BREAKING NEWS: High court throws out medpot limits; keeps voluntary ID program

The California Supreme Court today upheld a state appeals court ruling that voided California’s medical marijuana growing restrictions, calling them unconstitutional.

Anticipated widely as “the Kelly decision,” in effect it also voids Mendocino County’s Measure B which enacted the state limits – 12 immature plants or six mature plants and 8 ounces of dried marijuana – as the county’s growing and possession limits.

The court kept alive the voluntary ID card system for patients agreeing to limit themselves.

At issue is Prop. 215, the Compassionate Use Act which legalized medical marijuana in California in 1996. The CUA did not limit the amount of marijuana a patient could grow or possess except to a reasonable amount consistent with the patient’s medical needs.

After several years of confusion over how much marijuana was reasonable for a patient, the California legislature enacted SB 420 the Medical Marijuana Program which enacted a voluntary identification card system in which patients could agree to limit their growing and possession of marijuana in exchange for protection against arrest. The CUA does not protect patients from arrest, it only provides a defense in court after the fact. While the legislation enacted discusses a voluntary program, it went further to define all patients – with or without ID cards – as subject to the new limits.

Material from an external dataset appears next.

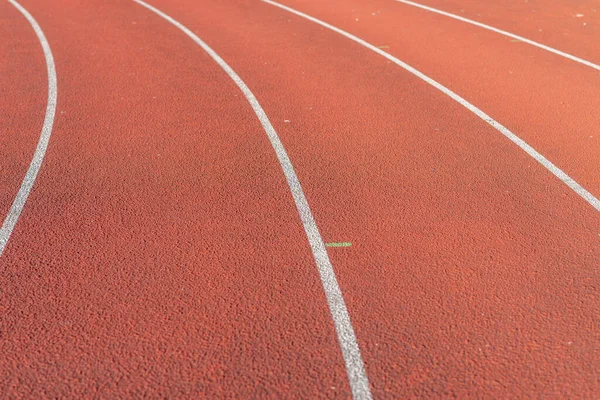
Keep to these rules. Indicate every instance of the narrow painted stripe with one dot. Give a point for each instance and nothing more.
(577, 188)
(347, 339)
(500, 31)
(38, 156)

A medical marijuana patient, Patrick Kevin Kelly, arrested in Southern California with 12 ounces of dried marijuana and seven marijuana plants appealed his conviction and today’s decision is the result.

Kelly argued that the state had no authority to place limits on the CUA’s provisions because that was amending a constitutional amendment (the CUA) by legislation (SB 420) which is not allowed in the state of California without a vote of the people.

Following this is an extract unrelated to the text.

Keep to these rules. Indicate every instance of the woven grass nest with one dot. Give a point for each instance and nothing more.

In today’s decision the Supreme Court agreed and threw out the mandatory limits imposed by SB 420.

However, the court left intact the voluntary nature of the ID card system whereby patients – if they choose – can get protection from arrest by voluntarily limiting their growing to the six mature, 12 immature plant figures and possession to eight ounces of dried marijuana. Since the program would be voluntary, the court argued, it does not change the CUA but enhances it.

One Response to “BREAKING NEWS: High court throws out medpot limits; keeps voluntary ID program”

  • tom molnar:

    what company (S) offer the ID cards and are they controlled by state to state ????